FORT MYERS, Fla. — Lee County's Visitor and Convention Bureau will use a new campaign to drive a strong tourism season, despite Ian. It's called "My Fort Myers," and it's designed to focus on not only beaches but also islands and neighborhoods where people can enjoy southwest Florida.
Hurricane Ian has had significant impacts on our tourism season.
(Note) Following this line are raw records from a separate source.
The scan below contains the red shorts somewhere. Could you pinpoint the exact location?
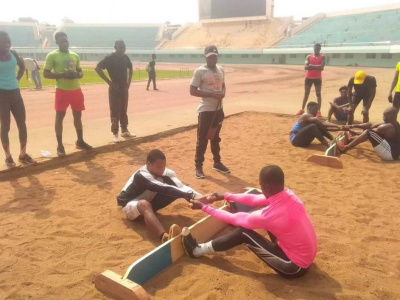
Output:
[55,89,85,111]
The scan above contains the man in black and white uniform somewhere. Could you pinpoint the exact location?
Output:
[117,149,201,242]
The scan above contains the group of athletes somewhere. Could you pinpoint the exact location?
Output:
[290,43,400,161]
[0,32,399,278]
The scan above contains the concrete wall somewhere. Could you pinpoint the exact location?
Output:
[16,47,400,68]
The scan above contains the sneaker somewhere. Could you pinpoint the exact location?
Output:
[75,141,93,150]
[18,153,36,165]
[213,163,231,174]
[196,167,206,179]
[5,156,16,169]
[161,232,169,244]
[182,227,199,258]
[168,224,182,239]
[113,133,121,143]
[57,146,66,157]
[121,130,136,138]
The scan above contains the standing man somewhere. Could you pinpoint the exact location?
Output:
[297,43,325,118]
[24,57,42,89]
[388,62,400,109]
[43,31,92,156]
[0,31,35,168]
[347,71,376,125]
[147,54,158,91]
[96,40,135,143]
[190,45,230,179]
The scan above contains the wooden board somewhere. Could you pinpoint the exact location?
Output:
[95,188,260,300]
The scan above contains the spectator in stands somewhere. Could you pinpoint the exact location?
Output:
[190,45,230,179]
[146,54,158,91]
[347,71,376,125]
[24,57,42,89]
[328,85,350,122]
[297,43,325,118]
[388,62,400,109]
[43,31,92,156]
[96,40,135,143]
[0,31,35,168]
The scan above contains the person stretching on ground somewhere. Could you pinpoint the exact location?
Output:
[290,102,340,147]
[339,107,400,160]
[328,85,350,122]
[183,165,317,278]
[117,149,201,243]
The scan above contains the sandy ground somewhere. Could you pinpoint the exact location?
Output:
[0,62,400,299]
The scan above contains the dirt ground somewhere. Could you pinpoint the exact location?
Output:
[0,66,400,299]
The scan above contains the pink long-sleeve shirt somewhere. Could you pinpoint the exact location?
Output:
[203,189,317,268]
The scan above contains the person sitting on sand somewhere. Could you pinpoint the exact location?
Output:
[117,149,201,243]
[290,102,340,147]
[328,85,350,122]
[338,107,400,160]
[183,165,317,278]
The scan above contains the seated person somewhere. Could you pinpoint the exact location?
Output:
[183,165,317,278]
[290,102,340,147]
[338,107,400,160]
[117,149,200,243]
[328,85,350,122]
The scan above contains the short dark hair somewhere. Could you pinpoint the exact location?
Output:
[307,101,318,110]
[146,149,166,164]
[54,31,68,41]
[260,165,285,188]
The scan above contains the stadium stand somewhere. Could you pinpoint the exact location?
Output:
[162,18,291,49]
[279,9,400,48]
[0,22,41,48]
[58,24,163,50]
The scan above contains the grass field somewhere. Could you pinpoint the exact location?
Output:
[19,66,193,88]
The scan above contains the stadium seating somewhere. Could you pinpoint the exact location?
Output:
[0,22,40,48]
[279,9,400,47]
[60,24,161,49]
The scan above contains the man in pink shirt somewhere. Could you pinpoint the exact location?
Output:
[183,165,317,278]
[297,43,325,118]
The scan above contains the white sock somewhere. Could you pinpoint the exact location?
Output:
[193,241,215,257]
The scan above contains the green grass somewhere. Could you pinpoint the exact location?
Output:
[19,66,193,88]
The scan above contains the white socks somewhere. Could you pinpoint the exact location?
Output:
[193,241,215,257]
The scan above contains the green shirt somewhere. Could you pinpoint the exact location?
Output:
[44,50,81,91]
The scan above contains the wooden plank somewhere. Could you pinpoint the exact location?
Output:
[94,270,150,300]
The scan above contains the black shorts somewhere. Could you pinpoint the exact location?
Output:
[304,78,322,86]
[352,93,372,108]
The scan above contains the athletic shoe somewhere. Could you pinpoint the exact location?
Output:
[18,153,36,165]
[182,227,199,258]
[57,146,66,157]
[168,224,182,239]
[196,167,206,179]
[161,232,169,244]
[75,141,93,150]
[113,133,121,143]
[121,130,136,138]
[5,156,16,169]
[213,163,231,174]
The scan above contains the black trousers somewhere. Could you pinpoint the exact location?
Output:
[194,109,225,167]
[147,72,157,89]
[292,124,333,147]
[212,227,308,278]
[108,88,129,134]
[0,89,27,145]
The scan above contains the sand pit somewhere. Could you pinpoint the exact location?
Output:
[0,113,400,299]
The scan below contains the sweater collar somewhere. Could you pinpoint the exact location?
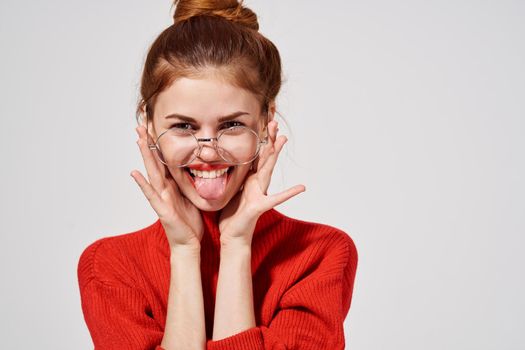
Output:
[156,208,285,255]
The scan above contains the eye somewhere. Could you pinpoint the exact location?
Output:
[170,123,192,130]
[222,120,244,128]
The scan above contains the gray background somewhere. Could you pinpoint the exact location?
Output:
[0,0,525,350]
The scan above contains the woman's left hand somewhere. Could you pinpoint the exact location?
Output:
[219,120,306,246]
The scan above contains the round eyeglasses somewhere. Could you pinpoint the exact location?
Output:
[149,126,268,168]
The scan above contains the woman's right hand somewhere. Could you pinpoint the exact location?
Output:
[130,125,204,248]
The bureau reports $66.5 million in tourist tax revenue last fiscal year, from October 2021 to September 2022.
Between October through December 2022, the county only brought in $2.1 million, and officials are estimating a loss of 40-60% in this fiscal year.
"The reason why the number looks so bad is because about a third of our hotel rooms are still closed for repairs right now," said Brian Hamman, CEO of the Greater Fort Myers Chamber of Commerce. "I think it’s going to be a challenging year trying to market this destination, and help people on the outside understand that there are some opportunities to come, visit and support our businesses."
However, some businesses are already seeing an uptick in visitors and spending.
"I can see it picking up — in downtown Fort Myers," said Janice Danzing, board chair of Florida Repertory Theatre. "If you go down First Street, it’s crowded again."
The theatre relies on tourism for their business, and Danzing says they're only open during the season.
"We have a lot of season subscribers, people that come down the winter," she said. "We just have to get the message out there that we’re here."
It's one of the reasons why the convention bureau is focusing on the new campaign.
"Telling that story of 'My Fort Myers,' telling people about how they can have their own independent, individual experiences down here," Hamman said. "The tourists right now looks a little bit different. It’s not a leisure visitor, it’s a business visitor."
The campaign will highlight other attractions like our nature preserves and downtown Fort Myers.
"I think this is the year that the downtown Fort Myers area could really stand out — anchor for tourism this year," Hamman said. "We’re going to have to work to try and get people down here."
For the next two months, the marketing campaign will focus on bringing back past visitors and marketing the businesses that are open. They'll create promotional videos and ads featuring residents, business owners, and visitors.
"Our tourism is a tiered opportunity," said Merry Coffman, Director of Marketing for Pure Florida. "We have things on the water, we have wonderful museums and theaters."
The bureau is going to take the campaign strategy and run with it for about 18-24 months. It will target different audiences over time.
"We're open, we're ready," Coffman said.
Hamman believes once our beaches are back up and running, it will help all of our businesses.
"This is a year of rebuilding," he said. "I think the beaches are the amenity, it's the draw."